How to find the subarray that has sum closest to zero or a certain value t in O(nlogn)

Question

Actually it is the problem #10 of chapter 8 of Programming Pearls 2nd edition. It asked two questions: given an array A[] of integers(positive and nonpositive), how can you find a continuous subarray of A[] whose sum is closest to 0? Or closest to a certain value t?

I can think of a way to solve the problem closest to 0. Calculate the prefix sum array S[], where S[i] = A[0]+A[1]+...+A[i]. And then sort this S according to the element value, along with its original index information kept, to find subarray sum closest to 0, just iterate the S array and do the diff of the two neighboring values and update the minimum absolute diff.

Question is, what is the best way so solve second problem? Closest to a certain value t? Can anyone give a code or at least an algorithm? (If anyone has better solution to closest to zero problem, answers are welcome too)

Answer 1

To solve this problem, you can build an interval-tree by your own, or balanced binary search tree, or even beneficial from STL map, in O(nlogn).

Following is use STL map, with lower_bound().

#include <map>
#include <iostream>
#include <algorithm>
using namespace std;

int A[] = {10,20,30,30,20,10,10,20};

// return (i, j) s.t. A[i] + ... + A[j] is nearest to value c
pair<int, int> nearest_to_c(int c, int n, int A[]) {
    map<int, int> bst;
    bst[0] = -1;
    // barriers
    bst[-int(1e9)] = -2;
    bst[int(1e9)] = n;

    int sum = 0, start, end, ret = c;
    for (int i=0; i<n; ++i) {
            sum += A[i];
            // it->first >= sum-c, and with the minimal value in bst
            map<int, int>::iterator it = bst.lower_bound(sum - c);
            int tmp = -(sum - c - it->first);
            if (tmp < ret) {
                    ret = tmp;
                    start = it->second + 1;
                    end = i;
            }

            --it;
            // it->first < sum-c, and with the maximal value in bst
            tmp = sum - c - it->first;
            if (tmp < ret) {
                    ret = tmp;
                    start = it->second + 1;
                    end = i;
            }

            bst[sum] = i;
    }
    return make_pair(start, end);
}

// demo
int main() {
    int c;
    cin >> c;
    pair<int, int> ans = nearest_to_c(c, 8, A);

    cout << ans.first << ' ' << ans.second << endl;
    return 0;
}

Answer 2

You can adapt your method.

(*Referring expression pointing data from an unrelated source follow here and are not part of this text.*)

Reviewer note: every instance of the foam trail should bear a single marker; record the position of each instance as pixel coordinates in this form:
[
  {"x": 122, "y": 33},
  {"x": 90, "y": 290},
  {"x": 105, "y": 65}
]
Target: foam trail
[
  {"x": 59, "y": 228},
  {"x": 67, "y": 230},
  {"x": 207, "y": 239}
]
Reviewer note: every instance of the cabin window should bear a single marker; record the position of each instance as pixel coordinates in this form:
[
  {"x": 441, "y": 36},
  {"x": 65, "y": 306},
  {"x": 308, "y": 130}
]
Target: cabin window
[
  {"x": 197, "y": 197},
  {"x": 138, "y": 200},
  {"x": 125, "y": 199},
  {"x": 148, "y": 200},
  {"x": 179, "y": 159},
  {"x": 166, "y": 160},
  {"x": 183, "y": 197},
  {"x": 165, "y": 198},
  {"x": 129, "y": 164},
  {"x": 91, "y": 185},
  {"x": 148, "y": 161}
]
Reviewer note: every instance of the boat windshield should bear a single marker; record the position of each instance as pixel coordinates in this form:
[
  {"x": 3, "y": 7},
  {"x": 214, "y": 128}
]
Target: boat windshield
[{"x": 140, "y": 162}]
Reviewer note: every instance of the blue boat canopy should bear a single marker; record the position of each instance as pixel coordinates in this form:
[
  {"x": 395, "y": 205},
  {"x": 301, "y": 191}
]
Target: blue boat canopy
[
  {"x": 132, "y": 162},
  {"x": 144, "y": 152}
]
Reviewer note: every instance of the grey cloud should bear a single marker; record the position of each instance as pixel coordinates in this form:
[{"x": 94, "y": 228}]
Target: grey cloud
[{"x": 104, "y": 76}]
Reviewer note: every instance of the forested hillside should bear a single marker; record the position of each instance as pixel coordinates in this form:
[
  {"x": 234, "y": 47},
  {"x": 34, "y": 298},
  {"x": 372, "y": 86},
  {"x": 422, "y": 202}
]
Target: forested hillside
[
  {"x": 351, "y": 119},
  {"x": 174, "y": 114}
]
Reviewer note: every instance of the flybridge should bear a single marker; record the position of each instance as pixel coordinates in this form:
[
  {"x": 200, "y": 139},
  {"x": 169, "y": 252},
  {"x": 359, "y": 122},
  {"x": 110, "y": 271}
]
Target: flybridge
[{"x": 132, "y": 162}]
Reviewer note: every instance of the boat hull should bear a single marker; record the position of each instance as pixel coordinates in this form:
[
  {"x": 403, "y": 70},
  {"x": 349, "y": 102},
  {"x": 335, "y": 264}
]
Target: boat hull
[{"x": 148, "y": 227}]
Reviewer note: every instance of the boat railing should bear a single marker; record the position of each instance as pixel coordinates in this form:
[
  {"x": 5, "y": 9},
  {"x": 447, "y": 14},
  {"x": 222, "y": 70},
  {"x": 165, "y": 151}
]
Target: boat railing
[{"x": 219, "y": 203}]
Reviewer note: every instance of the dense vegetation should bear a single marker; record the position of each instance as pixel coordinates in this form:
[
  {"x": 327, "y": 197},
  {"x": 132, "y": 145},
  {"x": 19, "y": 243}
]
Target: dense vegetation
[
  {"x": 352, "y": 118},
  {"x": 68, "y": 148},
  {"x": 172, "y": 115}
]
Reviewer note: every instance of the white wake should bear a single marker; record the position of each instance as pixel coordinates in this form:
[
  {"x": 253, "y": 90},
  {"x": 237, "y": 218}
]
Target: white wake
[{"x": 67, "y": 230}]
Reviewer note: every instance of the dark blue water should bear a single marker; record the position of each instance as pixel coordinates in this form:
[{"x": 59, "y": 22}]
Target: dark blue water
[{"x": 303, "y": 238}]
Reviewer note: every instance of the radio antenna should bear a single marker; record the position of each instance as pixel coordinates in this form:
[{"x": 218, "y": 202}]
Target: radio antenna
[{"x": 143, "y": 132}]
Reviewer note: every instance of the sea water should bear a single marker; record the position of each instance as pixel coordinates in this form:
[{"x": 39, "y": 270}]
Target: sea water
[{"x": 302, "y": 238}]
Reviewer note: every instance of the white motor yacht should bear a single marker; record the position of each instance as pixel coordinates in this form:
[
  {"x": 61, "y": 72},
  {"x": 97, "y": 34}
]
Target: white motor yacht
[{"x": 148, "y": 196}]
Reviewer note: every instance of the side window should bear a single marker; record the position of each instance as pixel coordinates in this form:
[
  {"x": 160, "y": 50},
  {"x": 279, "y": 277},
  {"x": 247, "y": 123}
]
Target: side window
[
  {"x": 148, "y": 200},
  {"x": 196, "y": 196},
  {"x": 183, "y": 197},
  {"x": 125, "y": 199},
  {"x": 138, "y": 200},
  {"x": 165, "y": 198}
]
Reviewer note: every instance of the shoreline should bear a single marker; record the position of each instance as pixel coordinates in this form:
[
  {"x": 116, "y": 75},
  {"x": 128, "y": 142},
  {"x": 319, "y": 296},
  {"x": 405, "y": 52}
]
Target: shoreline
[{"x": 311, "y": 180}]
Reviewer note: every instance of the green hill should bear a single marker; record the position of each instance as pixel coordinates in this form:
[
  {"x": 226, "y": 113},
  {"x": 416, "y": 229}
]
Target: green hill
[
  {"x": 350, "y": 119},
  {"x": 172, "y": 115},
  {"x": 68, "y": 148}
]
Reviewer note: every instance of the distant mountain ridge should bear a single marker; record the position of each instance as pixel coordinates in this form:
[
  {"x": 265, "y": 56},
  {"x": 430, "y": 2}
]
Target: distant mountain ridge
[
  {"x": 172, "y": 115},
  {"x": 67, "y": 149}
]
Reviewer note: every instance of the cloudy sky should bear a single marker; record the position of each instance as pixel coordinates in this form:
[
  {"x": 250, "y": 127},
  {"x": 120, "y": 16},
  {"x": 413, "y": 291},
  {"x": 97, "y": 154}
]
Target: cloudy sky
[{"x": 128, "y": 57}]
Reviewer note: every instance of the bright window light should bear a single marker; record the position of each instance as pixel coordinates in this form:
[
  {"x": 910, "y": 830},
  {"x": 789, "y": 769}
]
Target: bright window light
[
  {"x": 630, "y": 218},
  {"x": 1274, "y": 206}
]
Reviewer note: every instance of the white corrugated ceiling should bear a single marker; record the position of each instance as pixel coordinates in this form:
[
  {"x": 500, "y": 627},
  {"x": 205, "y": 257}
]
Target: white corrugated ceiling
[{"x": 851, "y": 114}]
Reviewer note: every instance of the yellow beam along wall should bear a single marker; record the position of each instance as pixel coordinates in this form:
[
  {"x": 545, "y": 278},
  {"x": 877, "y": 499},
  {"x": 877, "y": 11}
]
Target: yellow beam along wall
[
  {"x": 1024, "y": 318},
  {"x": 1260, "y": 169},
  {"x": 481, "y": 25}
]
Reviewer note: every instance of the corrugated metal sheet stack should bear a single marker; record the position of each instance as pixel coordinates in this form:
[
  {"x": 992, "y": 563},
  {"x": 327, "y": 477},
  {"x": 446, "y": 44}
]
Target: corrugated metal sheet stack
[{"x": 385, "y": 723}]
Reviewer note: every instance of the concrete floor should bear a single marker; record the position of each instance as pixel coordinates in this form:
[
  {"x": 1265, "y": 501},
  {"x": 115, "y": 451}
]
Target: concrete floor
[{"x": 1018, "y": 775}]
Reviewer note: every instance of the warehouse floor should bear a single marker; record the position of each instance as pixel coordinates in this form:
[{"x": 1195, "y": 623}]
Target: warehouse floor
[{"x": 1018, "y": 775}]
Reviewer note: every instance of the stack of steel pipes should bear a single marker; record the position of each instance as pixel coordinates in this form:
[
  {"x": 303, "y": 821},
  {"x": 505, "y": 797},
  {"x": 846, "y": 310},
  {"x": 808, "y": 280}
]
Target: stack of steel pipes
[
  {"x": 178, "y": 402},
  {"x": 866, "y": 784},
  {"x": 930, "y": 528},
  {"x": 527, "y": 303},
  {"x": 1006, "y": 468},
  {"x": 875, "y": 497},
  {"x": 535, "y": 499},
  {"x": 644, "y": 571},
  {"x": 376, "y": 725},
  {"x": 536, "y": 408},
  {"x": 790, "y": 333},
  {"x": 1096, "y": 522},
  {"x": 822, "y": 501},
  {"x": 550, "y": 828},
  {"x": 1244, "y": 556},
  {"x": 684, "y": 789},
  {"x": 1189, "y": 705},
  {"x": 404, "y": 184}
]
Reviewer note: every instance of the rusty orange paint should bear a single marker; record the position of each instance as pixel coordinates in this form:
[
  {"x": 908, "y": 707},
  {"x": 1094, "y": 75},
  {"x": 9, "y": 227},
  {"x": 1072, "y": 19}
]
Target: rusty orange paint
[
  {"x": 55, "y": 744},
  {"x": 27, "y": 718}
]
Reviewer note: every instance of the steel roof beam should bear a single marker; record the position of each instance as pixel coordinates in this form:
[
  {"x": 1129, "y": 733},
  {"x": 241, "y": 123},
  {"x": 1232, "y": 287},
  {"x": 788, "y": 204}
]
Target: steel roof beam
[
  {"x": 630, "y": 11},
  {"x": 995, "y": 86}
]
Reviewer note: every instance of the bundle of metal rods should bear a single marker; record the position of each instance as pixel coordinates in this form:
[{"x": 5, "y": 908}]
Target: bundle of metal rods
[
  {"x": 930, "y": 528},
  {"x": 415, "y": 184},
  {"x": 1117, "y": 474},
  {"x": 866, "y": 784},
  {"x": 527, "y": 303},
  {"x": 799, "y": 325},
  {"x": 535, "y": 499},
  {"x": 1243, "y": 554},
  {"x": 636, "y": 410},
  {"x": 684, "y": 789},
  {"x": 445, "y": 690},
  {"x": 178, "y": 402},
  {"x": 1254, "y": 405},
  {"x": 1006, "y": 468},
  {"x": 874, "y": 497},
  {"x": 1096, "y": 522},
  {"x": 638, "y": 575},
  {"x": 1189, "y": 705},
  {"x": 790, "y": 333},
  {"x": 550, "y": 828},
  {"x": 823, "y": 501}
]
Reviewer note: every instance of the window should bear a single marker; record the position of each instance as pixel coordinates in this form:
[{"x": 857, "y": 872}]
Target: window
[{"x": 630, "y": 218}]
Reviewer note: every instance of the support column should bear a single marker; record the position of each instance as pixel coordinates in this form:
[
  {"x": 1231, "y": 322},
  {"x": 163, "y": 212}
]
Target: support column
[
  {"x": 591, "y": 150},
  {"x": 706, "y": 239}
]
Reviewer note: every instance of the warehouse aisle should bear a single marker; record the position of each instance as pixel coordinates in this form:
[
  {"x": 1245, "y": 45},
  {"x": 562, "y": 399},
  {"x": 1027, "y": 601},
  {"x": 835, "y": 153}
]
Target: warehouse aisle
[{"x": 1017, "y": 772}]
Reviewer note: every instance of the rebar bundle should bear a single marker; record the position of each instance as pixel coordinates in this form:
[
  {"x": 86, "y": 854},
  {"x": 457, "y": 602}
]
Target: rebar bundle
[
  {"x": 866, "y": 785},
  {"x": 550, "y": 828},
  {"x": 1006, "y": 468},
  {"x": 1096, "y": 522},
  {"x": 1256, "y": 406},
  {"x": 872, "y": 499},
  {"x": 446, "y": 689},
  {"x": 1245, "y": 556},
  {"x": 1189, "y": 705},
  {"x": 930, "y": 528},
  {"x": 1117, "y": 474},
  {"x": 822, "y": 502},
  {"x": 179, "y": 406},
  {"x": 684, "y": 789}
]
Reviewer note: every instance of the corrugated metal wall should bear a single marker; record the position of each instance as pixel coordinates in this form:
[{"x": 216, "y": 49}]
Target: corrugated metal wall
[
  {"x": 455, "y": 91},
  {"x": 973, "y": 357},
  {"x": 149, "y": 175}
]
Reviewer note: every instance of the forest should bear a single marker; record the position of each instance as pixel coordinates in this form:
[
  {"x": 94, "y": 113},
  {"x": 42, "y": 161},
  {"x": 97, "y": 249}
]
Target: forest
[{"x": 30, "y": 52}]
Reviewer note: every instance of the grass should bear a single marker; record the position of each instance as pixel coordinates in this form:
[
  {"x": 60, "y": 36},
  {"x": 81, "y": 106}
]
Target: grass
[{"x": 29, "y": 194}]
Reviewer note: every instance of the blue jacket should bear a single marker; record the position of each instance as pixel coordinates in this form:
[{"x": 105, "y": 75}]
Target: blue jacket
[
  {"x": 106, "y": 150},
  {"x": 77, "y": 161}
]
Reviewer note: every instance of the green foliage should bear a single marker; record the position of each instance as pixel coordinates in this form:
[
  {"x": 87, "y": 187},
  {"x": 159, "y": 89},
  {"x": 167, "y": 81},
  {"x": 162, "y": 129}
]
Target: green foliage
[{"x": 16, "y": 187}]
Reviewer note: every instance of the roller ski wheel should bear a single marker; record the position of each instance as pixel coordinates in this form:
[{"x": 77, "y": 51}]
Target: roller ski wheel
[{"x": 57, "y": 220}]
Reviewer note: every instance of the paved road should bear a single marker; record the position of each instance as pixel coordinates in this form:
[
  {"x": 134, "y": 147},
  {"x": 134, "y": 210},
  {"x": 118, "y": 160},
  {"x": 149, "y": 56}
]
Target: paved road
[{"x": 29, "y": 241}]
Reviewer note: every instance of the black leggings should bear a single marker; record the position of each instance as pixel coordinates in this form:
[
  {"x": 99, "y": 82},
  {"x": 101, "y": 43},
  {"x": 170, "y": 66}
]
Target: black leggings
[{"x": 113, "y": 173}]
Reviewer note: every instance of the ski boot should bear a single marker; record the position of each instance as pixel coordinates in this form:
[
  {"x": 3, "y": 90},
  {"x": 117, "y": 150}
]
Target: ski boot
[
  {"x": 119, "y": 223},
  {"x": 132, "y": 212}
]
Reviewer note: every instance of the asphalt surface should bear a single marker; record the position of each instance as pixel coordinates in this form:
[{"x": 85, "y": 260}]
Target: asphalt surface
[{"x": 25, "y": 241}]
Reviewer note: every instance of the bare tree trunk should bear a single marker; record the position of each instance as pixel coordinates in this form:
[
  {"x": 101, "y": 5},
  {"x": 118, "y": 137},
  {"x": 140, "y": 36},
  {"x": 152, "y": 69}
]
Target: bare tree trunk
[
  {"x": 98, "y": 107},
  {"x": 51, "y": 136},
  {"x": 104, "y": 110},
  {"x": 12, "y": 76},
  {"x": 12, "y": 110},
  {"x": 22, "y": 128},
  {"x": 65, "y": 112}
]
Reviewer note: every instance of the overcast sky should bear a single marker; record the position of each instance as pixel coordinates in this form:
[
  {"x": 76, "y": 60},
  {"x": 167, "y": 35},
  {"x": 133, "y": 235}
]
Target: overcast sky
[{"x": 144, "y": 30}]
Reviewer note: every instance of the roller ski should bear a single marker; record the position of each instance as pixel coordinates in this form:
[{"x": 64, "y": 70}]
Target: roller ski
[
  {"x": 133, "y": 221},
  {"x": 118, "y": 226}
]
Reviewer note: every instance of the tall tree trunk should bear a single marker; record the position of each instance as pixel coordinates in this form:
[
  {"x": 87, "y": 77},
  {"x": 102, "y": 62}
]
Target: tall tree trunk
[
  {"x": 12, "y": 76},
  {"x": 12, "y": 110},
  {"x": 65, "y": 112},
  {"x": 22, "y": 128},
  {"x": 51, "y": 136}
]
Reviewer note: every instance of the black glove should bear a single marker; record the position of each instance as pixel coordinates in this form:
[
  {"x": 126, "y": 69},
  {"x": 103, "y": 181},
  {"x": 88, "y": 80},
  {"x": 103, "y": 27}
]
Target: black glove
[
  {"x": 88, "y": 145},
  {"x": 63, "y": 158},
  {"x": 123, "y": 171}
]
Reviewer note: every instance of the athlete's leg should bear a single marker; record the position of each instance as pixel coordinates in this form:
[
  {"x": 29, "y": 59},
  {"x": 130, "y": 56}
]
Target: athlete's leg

Assuming you have an array S of prefix sums, as you wrote, and already sorted in increasing order of sum value. The key concept is to not only examine consecutive prefix sums, but instead use two pointers to indicate two positions in the array S. Written in a (slightly pythonic) pseudocode:

left = 0                 # Initialize window of length 0 ...
right = 0                # ... at the beginning of the array
best = ∞                 # Keep track of best solution so far
while right < length(S): # Iterate until window reaches the end of the array
  diff = S[right] - S[left]
  if diff < t:           # Window is getting too small
    if t - diff < best:  # We have a new best subarray
      best = t - diff
      # remember left and right as well
    right = right + 1    # Make window bigger
  else:                  # Window getting too big
    if diff - t < best   # We have a new best subarray
      best = diff - t
      # remember left and right as well
    left = left + 1      # Make window smaller

The complexity is bound by the sorting. The above search will take at most 2n=O(n) iterations of the loop, each with computation time bound by a constant. Note that the above code was conceived for positive t.

The code was conceived for positive elements in S, and positive t. If any negative integers crop up, you might end up with a situation where the original index of right is smaller than that of left. So you'd end up with a sub sequence sum of -t. You can check this condition in the if … < best checks, but if you only suppress such cases there, I believe that you might be missing some relevant cases. Bottom line is: take this idea, think it through, but you'll have to adapt it for negative numbers.

Note: I think that this is the same general idea which Boris Strandjev wanted to express in his solution. However, I found that solution somewhat hard to read and harder to understand, so I'm offering my own formulation of this.

Answer 3

Your solution for the 0 case seems ok to me. Here is my solution to the second case:

• You again calculate the prefix sums and sort.
• You initialize to indices start to 0 (first index in the sorted prefix array) end to last (last index of the prefix array)
• you start iterating over start 0...last and for each you find the corresponding end - the last index in which the prefix sum is such that prefix[start] + prefix[end] > t. When you find that end the best solution for start is either prefix[start] + prefix[end] or prefix[start] + prefix[end - 1] (the latter taken only if end > 0)
• the most important thing is that you do not search for end for each start from scratch - prefix[start] increases in value when iterating over all possible values for start, which means that in each iteration you are interested only in values <= the previous value of end.
• you can stop iterating when start > end
• you take the best of all values obtained for all start positions.

It can easily be proved that this will give you complexity of O(n logn) for the entire algorithm.